Dua Kali KPK Periksa Andhi Pramono, Kini sang Istri Ikut Dipanggil, Dalami Dugaan TPPU
KPK kembali periksa eks Kepala Kantor Bea dan Cukai Makassar Andhi Pramono sebagai tersangka gratifikasi dan TPPU, Jumat (7/7/2023) hari ini.
Penulis:
Milani Resti Dilanggi
Editor:
Suci BangunDS
TRIBUNNEWS.COM - Komisi Pemberantasan Korupsi (KPK) kembali memeriksa mantan Kepala Kantor Bea dan Cukai Makassar Andhi Pramono, Jumat (7/7/2023).
Andhi Pramono merupakan tersangka kasus dugaan penerimaan gratifikasi dan tindak pidana pencucian uang (TPPU).
Pemeriksaan hari ini merupakan kali kedua Andhi Pramono diperiksa sebagai tersangka.
Andhi sebelumnya pernah diperiksa dengan status tersangka pada Senin (19/6/2023).
Namun saat itu KPK tak melakukan penahanan pada Andhi Pramono.
Baca juga: Andhi Pramono Diperiksa Lagi Jumat Ini, KPK akan Umumkan Perkembangan Kasusnya usai Pemeriksaan
"Benar, hari ini pihak yang ditetapkan sebagai tersangka dalam perkara gratifikasi dan TTPU di Dirjen Bea Cukai telah hadir di Gedung Merah Putih."
"Saat ini, yang bersangkutan sedang menjalani pemeriksaan oleh tim penyidik," kata Juru Bicara KPK Ali Fikri, Jumat (7/7/2023) siang.
Meski telah memeriksa Andhi Pramono sebagai tersangka sebanyak dua kali, KPK belum memastikan apakah ia akan ditahan sore ini atau tidak.
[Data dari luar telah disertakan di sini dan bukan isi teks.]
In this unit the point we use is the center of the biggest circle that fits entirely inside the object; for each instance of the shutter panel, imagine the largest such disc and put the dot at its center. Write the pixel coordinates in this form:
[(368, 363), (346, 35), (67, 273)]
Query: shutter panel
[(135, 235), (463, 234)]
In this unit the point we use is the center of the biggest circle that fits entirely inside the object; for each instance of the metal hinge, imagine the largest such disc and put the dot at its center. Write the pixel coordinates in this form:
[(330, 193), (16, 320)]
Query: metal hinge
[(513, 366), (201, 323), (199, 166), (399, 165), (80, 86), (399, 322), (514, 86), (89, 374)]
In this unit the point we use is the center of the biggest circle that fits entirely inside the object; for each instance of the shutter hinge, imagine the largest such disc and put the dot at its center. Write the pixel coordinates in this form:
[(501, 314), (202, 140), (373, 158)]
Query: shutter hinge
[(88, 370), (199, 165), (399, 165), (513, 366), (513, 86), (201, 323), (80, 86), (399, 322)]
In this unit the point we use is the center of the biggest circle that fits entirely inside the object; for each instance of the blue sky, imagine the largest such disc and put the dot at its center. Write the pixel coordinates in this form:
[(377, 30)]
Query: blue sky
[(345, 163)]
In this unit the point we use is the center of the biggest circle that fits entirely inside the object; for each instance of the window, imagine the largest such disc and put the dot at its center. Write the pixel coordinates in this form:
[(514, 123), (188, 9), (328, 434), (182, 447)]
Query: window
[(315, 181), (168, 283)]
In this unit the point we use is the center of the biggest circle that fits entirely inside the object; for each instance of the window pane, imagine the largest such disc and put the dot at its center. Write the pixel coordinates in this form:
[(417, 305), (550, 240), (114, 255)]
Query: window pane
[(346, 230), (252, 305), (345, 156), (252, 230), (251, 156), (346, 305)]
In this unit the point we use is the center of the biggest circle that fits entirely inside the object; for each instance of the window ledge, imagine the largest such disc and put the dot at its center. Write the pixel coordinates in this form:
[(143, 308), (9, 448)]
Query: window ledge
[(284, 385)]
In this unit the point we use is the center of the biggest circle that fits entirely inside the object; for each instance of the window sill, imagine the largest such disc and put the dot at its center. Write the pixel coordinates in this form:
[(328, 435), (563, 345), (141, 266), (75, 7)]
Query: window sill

Ali hanya menyebut, bahwa pihaknya akan mengumumkan lebih lanjut perkembangan pemeriksaan.
"Perkembangannya akan kami sampaikan," katanya.
KPK diketahui turut memanggil istri Andhi Pramono, Nurlina Burhanuddin.
Ali Fikri menuturkan, Nurlina diperiksa dalam kapasitanya sebagai saksi dugaan gratifikasi dan TPPU.
"Nurlina Burhanuddin, ibu rumah tangga saat ini saksi telah hadir,” kata Ali, Jumat, dikutip dari Kompas.com.
Dalih KPK Belum Tahan Andhi Pramono
KPK menyebut, alasan pihaknnya belum menahan Andhi lantaran masih menelusuri aliran pencucian uangnya.